With this setup complete, we can make two observations:
$$[1] \; \triangle AEZ > sector \; AEH$$
and
$$[2] \; \triangle AEG < sector \; AEG.$$
But, as we can see, $\triangle AEZ > sector \; AEH$ by much more than $\triangle AEG < sector \; AEG$.
The result is that, if we take the ratio we get:
$$\frac{\triangle AEZ}{\triangle AEG} > \frac{sector \; AEH}{sector \; AEG}.$$
We can also state that:
$$\frac{sector \; AEH}{sector \; AEG} = \frac{\angle AEH}{\angle AEG}.$$
Again, no proof is provided, but all this is saying is that the size of a sector is directly related to the central angle of that sector.

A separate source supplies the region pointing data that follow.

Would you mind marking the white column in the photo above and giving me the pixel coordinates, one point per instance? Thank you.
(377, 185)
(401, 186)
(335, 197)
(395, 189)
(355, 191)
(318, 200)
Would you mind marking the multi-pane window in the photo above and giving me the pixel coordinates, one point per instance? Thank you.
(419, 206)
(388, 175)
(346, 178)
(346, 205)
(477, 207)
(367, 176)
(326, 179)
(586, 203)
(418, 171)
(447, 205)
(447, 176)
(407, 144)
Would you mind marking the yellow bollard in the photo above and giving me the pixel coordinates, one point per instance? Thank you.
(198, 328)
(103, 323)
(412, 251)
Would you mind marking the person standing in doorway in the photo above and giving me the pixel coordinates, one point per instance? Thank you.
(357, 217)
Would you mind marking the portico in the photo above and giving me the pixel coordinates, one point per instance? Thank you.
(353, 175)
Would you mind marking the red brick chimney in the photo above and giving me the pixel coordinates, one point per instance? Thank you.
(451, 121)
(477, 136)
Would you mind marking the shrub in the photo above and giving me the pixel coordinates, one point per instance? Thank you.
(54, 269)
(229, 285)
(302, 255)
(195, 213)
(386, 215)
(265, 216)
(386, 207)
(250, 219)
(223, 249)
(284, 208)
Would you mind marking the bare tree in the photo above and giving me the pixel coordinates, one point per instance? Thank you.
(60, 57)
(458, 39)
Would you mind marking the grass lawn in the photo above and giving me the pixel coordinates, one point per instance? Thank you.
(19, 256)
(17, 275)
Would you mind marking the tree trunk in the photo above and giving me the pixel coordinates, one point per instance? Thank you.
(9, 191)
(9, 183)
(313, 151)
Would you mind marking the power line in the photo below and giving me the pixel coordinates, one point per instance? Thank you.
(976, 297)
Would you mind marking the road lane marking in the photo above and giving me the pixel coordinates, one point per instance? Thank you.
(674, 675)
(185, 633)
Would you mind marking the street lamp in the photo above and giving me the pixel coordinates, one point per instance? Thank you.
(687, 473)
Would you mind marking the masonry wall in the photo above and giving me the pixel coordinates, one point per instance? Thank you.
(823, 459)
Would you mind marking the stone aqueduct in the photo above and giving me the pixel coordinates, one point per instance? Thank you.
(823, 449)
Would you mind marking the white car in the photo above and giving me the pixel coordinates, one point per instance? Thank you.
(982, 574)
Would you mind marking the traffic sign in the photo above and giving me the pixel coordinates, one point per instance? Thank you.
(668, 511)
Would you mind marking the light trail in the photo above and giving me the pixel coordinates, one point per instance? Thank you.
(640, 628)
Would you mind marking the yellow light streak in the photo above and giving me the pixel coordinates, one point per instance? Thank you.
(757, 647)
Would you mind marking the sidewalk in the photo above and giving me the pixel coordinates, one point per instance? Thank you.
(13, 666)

Ptolemy then tells us that:
$$\frac{\triangle AEZ}{\triangle AEG} = \frac{\overline{ZE}}{\overline{EG}}.$$
Toomer tells us that this is justified by Proposition $1$, from Book VI of Euclid’s Elements which states that “Triangles… which are under the same height are to one another as their bases.”
In other words, because these two triangles share $\overline{EA}$ (which, if we rotate things, can be the height of both), then the ratio of the areas is equal to the ratios of the bases.
We can now do a bit of substitution.
We’ll be keeping the right hand side of this equation and substituting the left hand side to state that:
$$\frac{sector \; AEH}{sector \; AEG} < \frac{\overline{ZE}}{\overline{EG}}.$$
Flipping sides of the equation so that our final result will line up with Ptolemy:
$$\frac{\overline{ZE}}{\overline{EG}} > \frac{sector \; AEH}{sector \; AEG}$$
And then we can substitute again:
$$ \frac{\overline{ZE}}{\overline{EG}} > \frac{\angle ZAE}{\angle EAG}.$$
Next, Ptolemy tells us that:
$$\frac{\overline{ZE}}{\overline{EG}} = \frac{\overline{GD}}{\overline{DB}}$$
As with before, there’s no proof, but this is just applications of similar triangles with the triangles in question being $\triangle ZEA$ and $\triangle ZGB$, and also noting that $\overline{EA}$ from the first triangle has been substituted for $\overline{GD}$.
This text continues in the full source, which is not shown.